Robust nonlinear MPC based on Volterra series and polynomial chaos expansions

• New robust control algorithm is proposed using Volterra series model where PCE is used for representing parametric uncertainty.
• The orthogonal polynomials in PCE allows for quick calculation of output variability with an analytical expression.
• Resulting controller is computationally fast and has superior closed-loop performance when compared to SSV-based robust controller.
• Proposed controller shows superior performance compared to non-robust predictive controller based on first principles model of the process.

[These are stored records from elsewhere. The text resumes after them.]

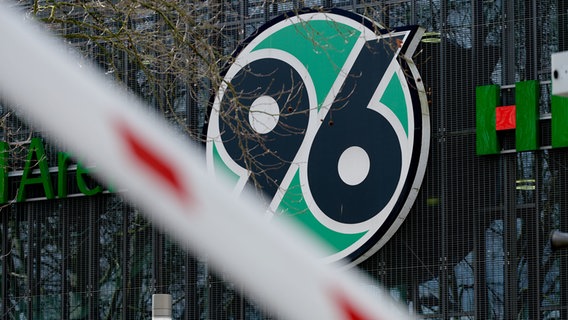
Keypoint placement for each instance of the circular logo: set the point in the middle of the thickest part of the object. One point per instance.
(325, 114)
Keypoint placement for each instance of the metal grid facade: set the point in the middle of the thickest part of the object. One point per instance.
(474, 246)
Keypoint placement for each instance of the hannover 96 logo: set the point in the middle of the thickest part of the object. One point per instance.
(325, 113)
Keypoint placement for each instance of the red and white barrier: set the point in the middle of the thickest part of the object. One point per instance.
(165, 175)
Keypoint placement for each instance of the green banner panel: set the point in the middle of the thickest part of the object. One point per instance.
(559, 117)
(527, 133)
(486, 101)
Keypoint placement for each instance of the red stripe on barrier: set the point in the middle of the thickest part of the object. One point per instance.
(506, 118)
(151, 160)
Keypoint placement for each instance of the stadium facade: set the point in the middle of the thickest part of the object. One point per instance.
(475, 245)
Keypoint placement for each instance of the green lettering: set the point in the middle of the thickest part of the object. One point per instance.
(4, 147)
(36, 157)
(82, 172)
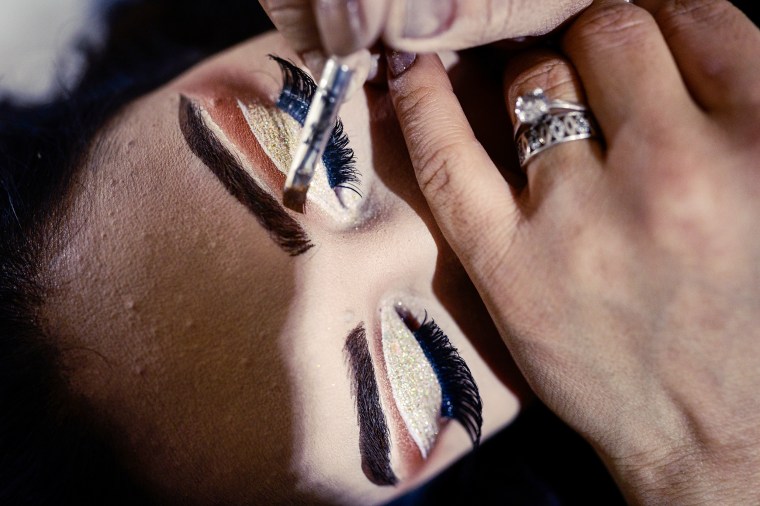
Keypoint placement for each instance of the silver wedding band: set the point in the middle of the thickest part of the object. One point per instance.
(544, 123)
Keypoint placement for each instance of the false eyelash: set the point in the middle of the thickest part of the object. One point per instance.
(297, 90)
(460, 397)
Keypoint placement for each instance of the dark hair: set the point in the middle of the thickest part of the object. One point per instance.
(49, 452)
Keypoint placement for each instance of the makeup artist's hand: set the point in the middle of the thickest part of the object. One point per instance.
(625, 277)
(345, 26)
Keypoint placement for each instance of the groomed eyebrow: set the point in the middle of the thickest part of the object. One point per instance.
(374, 438)
(286, 232)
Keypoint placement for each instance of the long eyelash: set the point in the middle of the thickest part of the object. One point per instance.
(339, 159)
(461, 399)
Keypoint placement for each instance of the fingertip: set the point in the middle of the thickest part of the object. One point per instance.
(347, 26)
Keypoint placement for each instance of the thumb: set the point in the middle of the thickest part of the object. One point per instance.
(438, 25)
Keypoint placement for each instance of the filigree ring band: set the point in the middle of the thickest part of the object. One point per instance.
(543, 123)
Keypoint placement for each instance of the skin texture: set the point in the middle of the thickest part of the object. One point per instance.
(213, 358)
(624, 277)
(318, 27)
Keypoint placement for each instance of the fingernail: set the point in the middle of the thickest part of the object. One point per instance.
(400, 61)
(425, 18)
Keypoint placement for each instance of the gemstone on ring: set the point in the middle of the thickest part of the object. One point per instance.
(531, 107)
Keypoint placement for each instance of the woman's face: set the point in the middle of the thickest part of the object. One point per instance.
(236, 350)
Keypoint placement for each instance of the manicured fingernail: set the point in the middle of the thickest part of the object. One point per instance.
(426, 18)
(400, 61)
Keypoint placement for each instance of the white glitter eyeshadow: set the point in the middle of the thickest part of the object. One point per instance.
(278, 135)
(414, 384)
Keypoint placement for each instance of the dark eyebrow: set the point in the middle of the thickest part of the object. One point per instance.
(282, 228)
(374, 439)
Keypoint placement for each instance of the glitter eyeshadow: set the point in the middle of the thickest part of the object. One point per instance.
(414, 384)
(278, 135)
(276, 132)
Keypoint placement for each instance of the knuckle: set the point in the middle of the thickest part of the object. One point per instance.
(679, 16)
(435, 165)
(611, 24)
(679, 12)
(411, 104)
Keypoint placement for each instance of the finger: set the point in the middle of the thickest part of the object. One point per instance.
(470, 200)
(437, 25)
(579, 160)
(716, 47)
(295, 21)
(627, 70)
(347, 26)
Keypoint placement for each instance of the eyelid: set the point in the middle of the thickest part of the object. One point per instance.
(278, 133)
(282, 228)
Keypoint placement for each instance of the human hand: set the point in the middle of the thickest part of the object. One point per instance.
(625, 277)
(343, 27)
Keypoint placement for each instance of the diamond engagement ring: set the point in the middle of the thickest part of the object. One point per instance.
(543, 123)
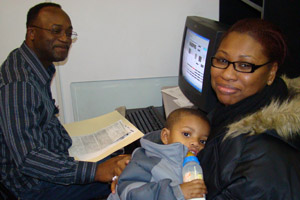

A robust nonlinear model predictive controller (NMPC) based on a Volterra series is proposed. Polynomial chaos expansions (PCE) are used to represent the uncertainty in the Volterra series coefficients and this uncertainty is then propagated onto the output predictions. The key advantage of the PCE is that it provides an analytical expression to compute the L2-norm of the output prediction error resulting in computational savings, compared to previously proposed techniques, which are essential for real time implementation. Terminal and input constraints based on Structured Singular Value based-norms are used to ensure convergence to a set-point and compliance with constraints in manipulated variables. The algorithm is applied to a multivariable pH neutralization system. A comparative study shows superior closed loop performance and computational efficiency of the proposed technique as compared to previously proposed algorithms.